By Amanda Hunn
“And what do you do?” “I work in health research.”
Whenever someone asks what I do for a living, the initial reaction tends to be positive: health research is seen as interesting and something that’s good for society. But sometimes they voice concerns and misconceptions such as about research sponsored by pharmaceutical companies or about research involving children.
Some will take the view that the test of whether health research is successful is where it’s improving patient treatment and care, not whether public perception is positive. But knowing what the public thinks about research is crucial, especially as those attitudes can have a direct effect on research itself.

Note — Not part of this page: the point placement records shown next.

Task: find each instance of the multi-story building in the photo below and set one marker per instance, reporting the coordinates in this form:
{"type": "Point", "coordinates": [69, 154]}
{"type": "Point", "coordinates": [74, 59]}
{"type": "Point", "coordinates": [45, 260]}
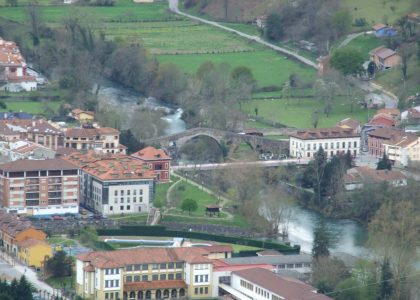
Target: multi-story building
{"type": "Point", "coordinates": [403, 149]}
{"type": "Point", "coordinates": [146, 273]}
{"type": "Point", "coordinates": [334, 141]}
{"type": "Point", "coordinates": [262, 284]}
{"type": "Point", "coordinates": [379, 136]}
{"type": "Point", "coordinates": [157, 160]}
{"type": "Point", "coordinates": [105, 139]}
{"type": "Point", "coordinates": [13, 69]}
{"type": "Point", "coordinates": [37, 131]}
{"type": "Point", "coordinates": [114, 183]}
{"type": "Point", "coordinates": [39, 187]}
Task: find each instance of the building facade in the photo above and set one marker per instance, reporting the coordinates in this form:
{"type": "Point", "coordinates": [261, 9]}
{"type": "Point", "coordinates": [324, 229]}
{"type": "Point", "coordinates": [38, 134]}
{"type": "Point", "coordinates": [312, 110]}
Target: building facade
{"type": "Point", "coordinates": [157, 160]}
{"type": "Point", "coordinates": [105, 140]}
{"type": "Point", "coordinates": [13, 69]}
{"type": "Point", "coordinates": [403, 150]}
{"type": "Point", "coordinates": [39, 187]}
{"type": "Point", "coordinates": [334, 141]}
{"type": "Point", "coordinates": [114, 183]}
{"type": "Point", "coordinates": [145, 273]}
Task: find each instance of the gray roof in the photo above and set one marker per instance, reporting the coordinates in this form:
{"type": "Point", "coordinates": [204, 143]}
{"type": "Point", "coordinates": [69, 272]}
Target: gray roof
{"type": "Point", "coordinates": [271, 260]}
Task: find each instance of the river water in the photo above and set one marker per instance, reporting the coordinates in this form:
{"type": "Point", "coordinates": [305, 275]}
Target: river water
{"type": "Point", "coordinates": [347, 236]}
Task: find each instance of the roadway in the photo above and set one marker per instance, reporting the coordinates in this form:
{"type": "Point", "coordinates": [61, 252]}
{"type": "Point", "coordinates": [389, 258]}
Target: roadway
{"type": "Point", "coordinates": [260, 163]}
{"type": "Point", "coordinates": [173, 6]}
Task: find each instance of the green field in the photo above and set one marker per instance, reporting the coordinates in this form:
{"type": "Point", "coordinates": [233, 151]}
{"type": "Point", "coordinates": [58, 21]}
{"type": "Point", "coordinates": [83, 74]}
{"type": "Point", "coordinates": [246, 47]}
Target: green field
{"type": "Point", "coordinates": [268, 67]}
{"type": "Point", "coordinates": [376, 11]}
{"type": "Point", "coordinates": [290, 113]}
{"type": "Point", "coordinates": [365, 43]}
{"type": "Point", "coordinates": [32, 107]}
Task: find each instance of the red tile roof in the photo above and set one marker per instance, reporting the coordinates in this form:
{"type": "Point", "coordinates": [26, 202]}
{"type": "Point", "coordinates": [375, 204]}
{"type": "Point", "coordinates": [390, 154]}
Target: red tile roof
{"type": "Point", "coordinates": [121, 258]}
{"type": "Point", "coordinates": [324, 133]}
{"type": "Point", "coordinates": [111, 166]}
{"type": "Point", "coordinates": [288, 288]}
{"type": "Point", "coordinates": [151, 153]}
{"type": "Point", "coordinates": [153, 285]}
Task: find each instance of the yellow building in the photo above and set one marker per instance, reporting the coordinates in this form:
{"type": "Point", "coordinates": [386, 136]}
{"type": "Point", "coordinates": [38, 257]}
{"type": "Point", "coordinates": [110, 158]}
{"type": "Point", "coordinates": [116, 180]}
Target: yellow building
{"type": "Point", "coordinates": [83, 116]}
{"type": "Point", "coordinates": [33, 252]}
{"type": "Point", "coordinates": [148, 273]}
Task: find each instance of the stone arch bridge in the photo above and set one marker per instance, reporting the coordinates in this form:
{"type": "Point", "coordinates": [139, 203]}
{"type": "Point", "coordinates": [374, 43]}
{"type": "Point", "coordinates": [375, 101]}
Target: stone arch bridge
{"type": "Point", "coordinates": [258, 143]}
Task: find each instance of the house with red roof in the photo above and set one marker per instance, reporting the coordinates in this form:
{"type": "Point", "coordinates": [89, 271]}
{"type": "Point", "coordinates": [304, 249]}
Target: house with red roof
{"type": "Point", "coordinates": [157, 160]}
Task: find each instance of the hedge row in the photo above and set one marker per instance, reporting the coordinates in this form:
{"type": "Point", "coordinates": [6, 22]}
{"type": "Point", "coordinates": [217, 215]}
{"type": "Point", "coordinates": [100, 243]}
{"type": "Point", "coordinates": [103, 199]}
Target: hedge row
{"type": "Point", "coordinates": [161, 231]}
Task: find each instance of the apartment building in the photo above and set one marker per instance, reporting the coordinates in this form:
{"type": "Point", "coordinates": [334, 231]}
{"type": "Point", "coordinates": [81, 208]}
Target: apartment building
{"type": "Point", "coordinates": [146, 273]}
{"type": "Point", "coordinates": [105, 139]}
{"type": "Point", "coordinates": [114, 183]}
{"type": "Point", "coordinates": [262, 284]}
{"type": "Point", "coordinates": [157, 160]}
{"type": "Point", "coordinates": [378, 137]}
{"type": "Point", "coordinates": [38, 131]}
{"type": "Point", "coordinates": [334, 141]}
{"type": "Point", "coordinates": [403, 149]}
{"type": "Point", "coordinates": [39, 187]}
{"type": "Point", "coordinates": [13, 69]}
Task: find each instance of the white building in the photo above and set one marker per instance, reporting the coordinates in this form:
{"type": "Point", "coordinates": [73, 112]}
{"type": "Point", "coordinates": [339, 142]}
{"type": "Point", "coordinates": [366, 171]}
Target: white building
{"type": "Point", "coordinates": [262, 284]}
{"type": "Point", "coordinates": [403, 149]}
{"type": "Point", "coordinates": [114, 183]}
{"type": "Point", "coordinates": [334, 141]}
{"type": "Point", "coordinates": [13, 69]}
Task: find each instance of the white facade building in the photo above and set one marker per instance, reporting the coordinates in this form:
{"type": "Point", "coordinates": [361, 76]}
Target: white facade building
{"type": "Point", "coordinates": [334, 141]}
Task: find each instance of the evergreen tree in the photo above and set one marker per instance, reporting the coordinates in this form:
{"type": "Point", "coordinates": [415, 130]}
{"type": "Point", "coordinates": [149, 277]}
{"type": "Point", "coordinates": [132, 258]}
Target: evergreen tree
{"type": "Point", "coordinates": [321, 241]}
{"type": "Point", "coordinates": [384, 163]}
{"type": "Point", "coordinates": [24, 288]}
{"type": "Point", "coordinates": [386, 288]}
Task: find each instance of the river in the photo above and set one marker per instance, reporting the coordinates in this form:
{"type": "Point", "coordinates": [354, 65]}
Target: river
{"type": "Point", "coordinates": [126, 101]}
{"type": "Point", "coordinates": [347, 235]}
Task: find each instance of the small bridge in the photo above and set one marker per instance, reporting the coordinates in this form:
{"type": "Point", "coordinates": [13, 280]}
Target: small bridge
{"type": "Point", "coordinates": [257, 143]}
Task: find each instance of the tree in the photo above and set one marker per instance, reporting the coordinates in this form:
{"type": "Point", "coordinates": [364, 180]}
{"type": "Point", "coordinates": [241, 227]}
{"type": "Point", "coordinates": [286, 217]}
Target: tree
{"type": "Point", "coordinates": [384, 163]}
{"type": "Point", "coordinates": [405, 51]}
{"type": "Point", "coordinates": [274, 27]}
{"type": "Point", "coordinates": [276, 208]}
{"type": "Point", "coordinates": [386, 287]}
{"type": "Point", "coordinates": [321, 241]}
{"type": "Point", "coordinates": [60, 265]}
{"type": "Point", "coordinates": [189, 205]}
{"type": "Point", "coordinates": [347, 60]}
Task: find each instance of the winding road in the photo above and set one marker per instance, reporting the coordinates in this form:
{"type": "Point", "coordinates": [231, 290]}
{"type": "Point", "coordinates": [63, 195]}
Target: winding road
{"type": "Point", "coordinates": [173, 6]}
{"type": "Point", "coordinates": [389, 99]}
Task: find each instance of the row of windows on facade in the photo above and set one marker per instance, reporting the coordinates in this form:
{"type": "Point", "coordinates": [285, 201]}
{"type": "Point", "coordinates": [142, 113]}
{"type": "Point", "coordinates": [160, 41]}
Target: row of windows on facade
{"type": "Point", "coordinates": [112, 283]}
{"type": "Point", "coordinates": [162, 266]}
{"type": "Point", "coordinates": [201, 278]}
{"type": "Point", "coordinates": [154, 277]}
{"type": "Point", "coordinates": [201, 291]}
{"type": "Point", "coordinates": [262, 292]}
{"type": "Point", "coordinates": [316, 146]}
{"type": "Point", "coordinates": [292, 266]}
{"type": "Point", "coordinates": [247, 285]}
{"type": "Point", "coordinates": [121, 193]}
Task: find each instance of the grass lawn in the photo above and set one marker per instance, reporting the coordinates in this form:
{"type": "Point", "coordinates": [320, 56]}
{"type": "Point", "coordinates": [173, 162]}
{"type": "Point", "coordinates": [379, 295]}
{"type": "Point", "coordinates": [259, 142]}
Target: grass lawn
{"type": "Point", "coordinates": [58, 283]}
{"type": "Point", "coordinates": [290, 113]}
{"type": "Point", "coordinates": [365, 43]}
{"type": "Point", "coordinates": [374, 11]}
{"type": "Point", "coordinates": [31, 107]}
{"type": "Point", "coordinates": [124, 10]}
{"type": "Point", "coordinates": [185, 190]}
{"type": "Point", "coordinates": [268, 67]}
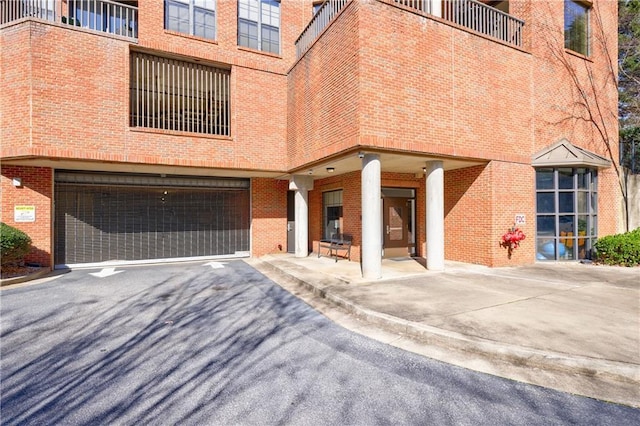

That’s why the Health Research Authority and National Institute for Health Research have worked together on a detailed study of what the public thinks about health research. We have worked with respected pollsters Ipsos MORI to gather the views of one thousand people on a variety of health research topics. The information has been gathered through face-to-face interviews, and the group is a representative sample, so we can be happy it represents the views of the wider population.
The headline figure is that eight in ten people think health research is very important.
That’s good news, because it’s nice to know people value the work you do. But it’s also good news because that support translates into aspects that make research easier to do, especially recruiting volunteers.
The study found people are confident their personal data would be held securely if they took part in research (especially relevant with the upcoming data protection law changes this year).
And half of people think patients receive a better quality of care at hospitals that also carry out research, a view we’ve seen consistently in previous studies.
Closer to home, there is positive feedback where our work at the Health Research Authority is involved, particularly that people have confidence in health research knowing it has been reviewed by a Research Ethics Committee.
But it isn’t all positive and a deeper dig into people’s perception of health research shows a more complex picture. For all the positive noises about taking part in research, confidence in taking part in a study clearly drops where people know it is funded by a pharmaceutical company. Interestingly, where people know that pharmaceutical companies are working closely with the NHS, their confidence increases significantly.
There are also some notable negative perceptions of research among lower socio-economic groups and ethnic minorities.
As the foreword to the report says, such negative perceptions are a potential barrier to these groups accessing and taking part in research, and the knock-on consequence for health research is an issue requiring urgent and collective action by all research organisations.